I’d love to renovate a derelict house on our farm, it’s very high up and only accessible with a jeep or tractor as it’s along a rough lane. It’s a fine two-storey house so a room in it with a wood burning stove would be perfect.
13. Do you think readers still value books in the same way?
I think so. I have a fan in Co. Donegal who texted me yesterday to say she has finished my new book and wants to know when next one will be out! High praise indeed from someone who loves books.
14. What genre are your books and do you find genres restrictive?
Mine are farming with humour but yet have practical tips regarding love and marriage too. A total mixture.
15. Do you have any unpublished books, buried at the bottom of the garden and doomed never to see the light of day?
No, but I have plans for about ten books – just have to decide which one is next.
16. What was your favourite childhood book?
Oh, I can’t choose just one. I devoured Enid Blyton, Nancy Drew, the Hardy Boys, some classics such as Little Women. Charlotte’s Web was a particular favourite though.
17. Do you have any other hidden talents you’d like to brag about?
18. Book launches: all fur coat and no knickers or a valuable rite of passage?
I had my first book launch with my third book and was terrified there was going to be empty seats as knew people might intend to be there but would be in another area of the Ploughing Championships. It was fine but I do hate that kind of thing.
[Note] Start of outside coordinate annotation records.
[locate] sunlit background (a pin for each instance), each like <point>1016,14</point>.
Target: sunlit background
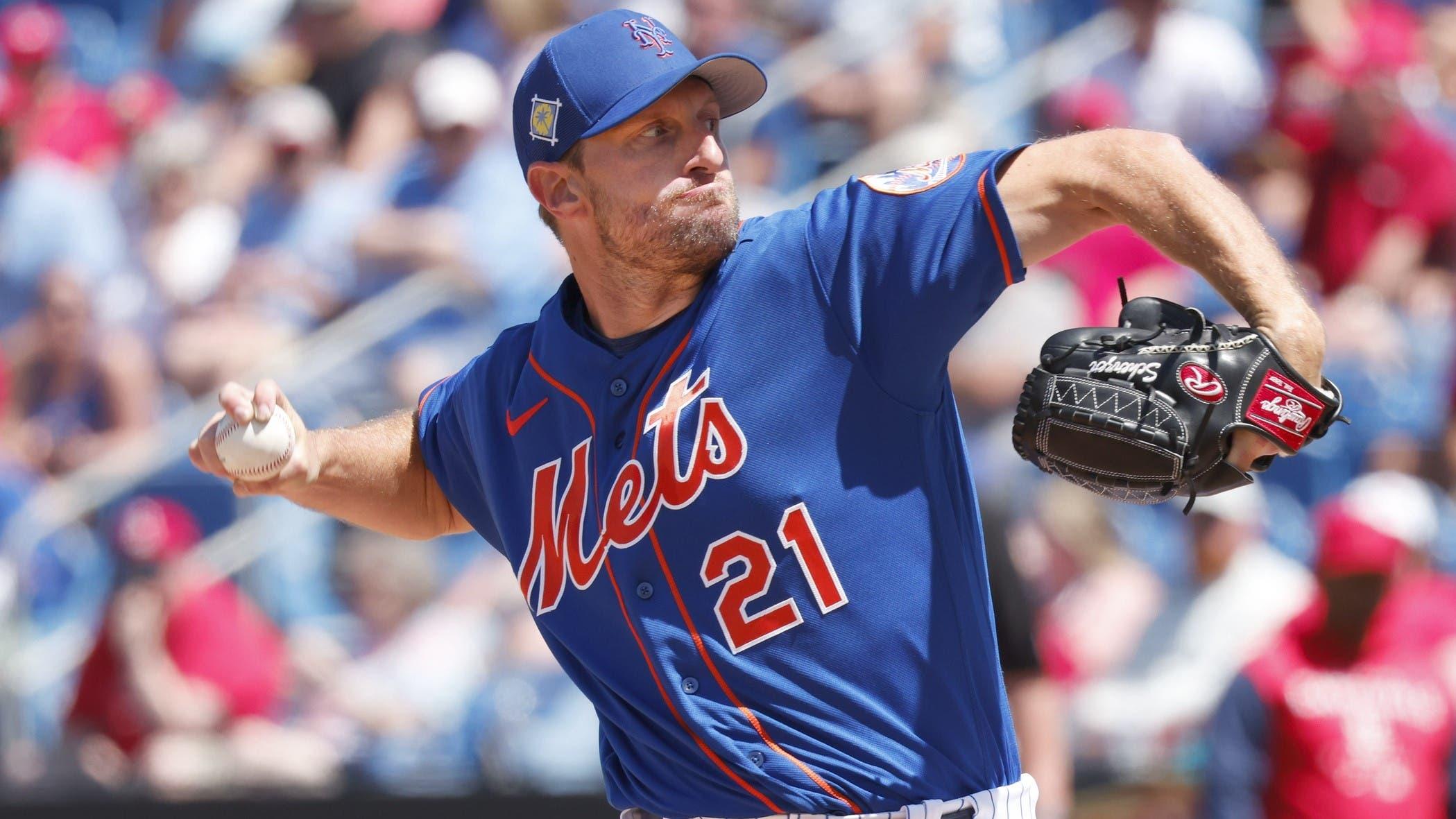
<point>327,192</point>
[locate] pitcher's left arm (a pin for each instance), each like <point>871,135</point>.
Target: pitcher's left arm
<point>1059,191</point>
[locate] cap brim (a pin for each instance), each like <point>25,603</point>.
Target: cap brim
<point>737,80</point>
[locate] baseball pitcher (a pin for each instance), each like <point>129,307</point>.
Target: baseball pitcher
<point>726,462</point>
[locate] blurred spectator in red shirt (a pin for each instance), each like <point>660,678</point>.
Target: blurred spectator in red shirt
<point>1380,188</point>
<point>1379,181</point>
<point>180,650</point>
<point>60,114</point>
<point>184,675</point>
<point>1350,712</point>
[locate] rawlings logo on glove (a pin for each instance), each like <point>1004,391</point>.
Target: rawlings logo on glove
<point>1146,411</point>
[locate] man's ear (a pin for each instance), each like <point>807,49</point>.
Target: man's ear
<point>555,188</point>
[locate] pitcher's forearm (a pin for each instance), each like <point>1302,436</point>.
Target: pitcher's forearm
<point>372,476</point>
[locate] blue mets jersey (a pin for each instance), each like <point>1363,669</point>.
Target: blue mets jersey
<point>753,540</point>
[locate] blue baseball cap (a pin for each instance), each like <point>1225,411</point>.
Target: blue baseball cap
<point>605,70</point>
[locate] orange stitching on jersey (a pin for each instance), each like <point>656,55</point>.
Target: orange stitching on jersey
<point>671,707</point>
<point>712,666</point>
<point>991,217</point>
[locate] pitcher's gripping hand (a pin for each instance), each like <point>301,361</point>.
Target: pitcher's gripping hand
<point>245,405</point>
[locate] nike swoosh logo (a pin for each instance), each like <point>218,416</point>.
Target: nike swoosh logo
<point>514,425</point>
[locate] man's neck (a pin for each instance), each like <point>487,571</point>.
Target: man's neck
<point>621,303</point>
I love attending other people’s book launches though.
19. What did you dream about last night?
I can’t remember last night’s dream but I recently had a terrifying nightmare which was a mixture of Gone, Divergent and the Hunger Games. I’ve been reading my daughter’s books and chatting about them with her and I think Gone pushed me over the edge.
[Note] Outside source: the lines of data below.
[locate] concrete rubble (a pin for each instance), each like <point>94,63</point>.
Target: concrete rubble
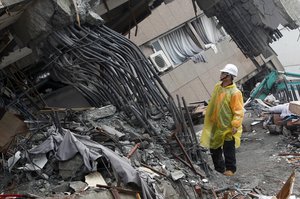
<point>88,116</point>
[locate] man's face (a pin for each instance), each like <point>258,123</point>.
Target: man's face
<point>223,76</point>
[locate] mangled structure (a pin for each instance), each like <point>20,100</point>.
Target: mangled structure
<point>253,24</point>
<point>57,65</point>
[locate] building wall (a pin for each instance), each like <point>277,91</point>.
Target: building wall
<point>288,48</point>
<point>163,18</point>
<point>195,82</point>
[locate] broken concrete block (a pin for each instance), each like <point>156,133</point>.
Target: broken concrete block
<point>68,169</point>
<point>111,131</point>
<point>94,178</point>
<point>99,113</point>
<point>64,187</point>
<point>78,186</point>
<point>176,175</point>
<point>10,125</point>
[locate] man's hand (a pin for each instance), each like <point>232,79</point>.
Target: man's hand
<point>234,130</point>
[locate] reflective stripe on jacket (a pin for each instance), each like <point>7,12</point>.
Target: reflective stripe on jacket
<point>225,110</point>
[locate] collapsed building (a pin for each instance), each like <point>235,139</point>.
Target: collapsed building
<point>59,59</point>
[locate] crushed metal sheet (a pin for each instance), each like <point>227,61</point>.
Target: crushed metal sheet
<point>10,125</point>
<point>176,175</point>
<point>287,188</point>
<point>37,163</point>
<point>94,178</point>
<point>111,131</point>
<point>13,160</point>
<point>99,113</point>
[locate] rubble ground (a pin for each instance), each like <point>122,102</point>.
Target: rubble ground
<point>259,165</point>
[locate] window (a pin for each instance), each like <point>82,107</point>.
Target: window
<point>189,41</point>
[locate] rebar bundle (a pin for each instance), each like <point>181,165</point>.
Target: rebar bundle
<point>106,67</point>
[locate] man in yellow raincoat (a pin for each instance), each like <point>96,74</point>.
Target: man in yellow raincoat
<point>223,122</point>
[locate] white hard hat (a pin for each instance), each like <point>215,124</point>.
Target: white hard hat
<point>231,69</point>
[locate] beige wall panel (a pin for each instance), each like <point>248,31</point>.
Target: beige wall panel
<point>199,89</point>
<point>163,19</point>
<point>183,74</point>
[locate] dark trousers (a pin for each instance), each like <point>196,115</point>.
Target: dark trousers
<point>228,151</point>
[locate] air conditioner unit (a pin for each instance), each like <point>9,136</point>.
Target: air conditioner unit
<point>160,61</point>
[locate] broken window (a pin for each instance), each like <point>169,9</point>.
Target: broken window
<point>187,42</point>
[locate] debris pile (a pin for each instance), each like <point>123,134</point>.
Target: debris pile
<point>125,145</point>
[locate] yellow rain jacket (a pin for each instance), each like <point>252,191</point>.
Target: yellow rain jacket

20. What would you like your epitaph to be?
You can get Lorna’s books, including the latest ‘An Ideal Farm Husband’ on her website or Amazon, and you can follow her on Twitter, Facebook, Pinterest and Instagram.
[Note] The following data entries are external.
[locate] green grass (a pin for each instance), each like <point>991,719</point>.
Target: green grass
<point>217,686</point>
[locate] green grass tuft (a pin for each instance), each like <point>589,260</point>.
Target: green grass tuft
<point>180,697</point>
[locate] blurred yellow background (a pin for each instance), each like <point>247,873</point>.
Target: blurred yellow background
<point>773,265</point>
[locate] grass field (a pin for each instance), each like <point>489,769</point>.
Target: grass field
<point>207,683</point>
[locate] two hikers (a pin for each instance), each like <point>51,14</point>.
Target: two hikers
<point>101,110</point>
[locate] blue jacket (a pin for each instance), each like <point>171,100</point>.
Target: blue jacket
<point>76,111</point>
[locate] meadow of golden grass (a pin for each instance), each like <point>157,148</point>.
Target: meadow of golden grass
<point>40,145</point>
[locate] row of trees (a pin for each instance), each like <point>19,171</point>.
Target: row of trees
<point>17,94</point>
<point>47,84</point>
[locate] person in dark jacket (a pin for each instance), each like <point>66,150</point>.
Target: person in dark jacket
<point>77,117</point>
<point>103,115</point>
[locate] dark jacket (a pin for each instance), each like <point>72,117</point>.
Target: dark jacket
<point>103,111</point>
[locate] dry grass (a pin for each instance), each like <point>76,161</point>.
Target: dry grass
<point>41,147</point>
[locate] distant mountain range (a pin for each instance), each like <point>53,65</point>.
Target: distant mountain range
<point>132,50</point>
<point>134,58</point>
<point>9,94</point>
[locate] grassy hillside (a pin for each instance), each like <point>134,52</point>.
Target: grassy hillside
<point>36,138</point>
8 thoughts on “20 Questions ~ Chapter 4”
Thank you Evie, I enjoyed answering these (and I hope we get to meet in person soon). I had totally forgotten that Sixsmith came from shoe-makers. The furthest ancestor back that I know of was an engineer and came to this area from Yorkshire as he had experience in open cast mines and there were a few of those around here. He settled and while there is the occasional Sixsmith descendant with a good mathematical brain, many of them turned to farming.
Aw, me too Lorna 🙂 Hopefully in your neck of the woods where it always looks so sunny! As you know, I love my history, so it’s intriguing to hear the story behind your name. As long as they’re not still calling you a blow-in!
Agreed with the whole post! I am so bad at time management until I have a deadline and then I’m motivated to write!
I’m convinced my editing is better when getting close to a deadline but I do wish I could believe the “false deadlines” I give myself as it’s becoming an annual thing now.
Interesting that you don’t describe yourself as a writer, it’s always a term I steer away from too. In my head writers have quill pens and lock themselves away for long periods of time.. of course, I know writers aren’t like that at all but the stereotype sticks.
I’m not sure why I don’t, hadn’t thought of that stereotype. I was quite happy with the notion that writers are scatterbrained people with dusty untidy houses as I thought to myself, well, that’s my excuse now but yet I rarely use it.
Brilliant, really enjoyed the interview and still smiling. Agree with Amanda about the term ‘writer’ as I do call myself one, and an ‘author’ of a blog but I’ve never published a book! It’s a bit like the current argument I guess on whether Bob Dylan is really a poet on not (I think he is). Oxford defines a writer as “A person who has written something or who writes in a particular way” and “A person who writes books, stories, or articles as a job or occupation” so guess we all fit that bill somewhere along the line.
I suppose in my head I had “writer” as a person who writes anything and an “author” as someone who is published. I have never described myself as an author though, except online e.g. in a bio as an “indie author”. Yes, the Bob Dylan argument is interesting, it certainly suggests that literature doesn’t have to be bound in books.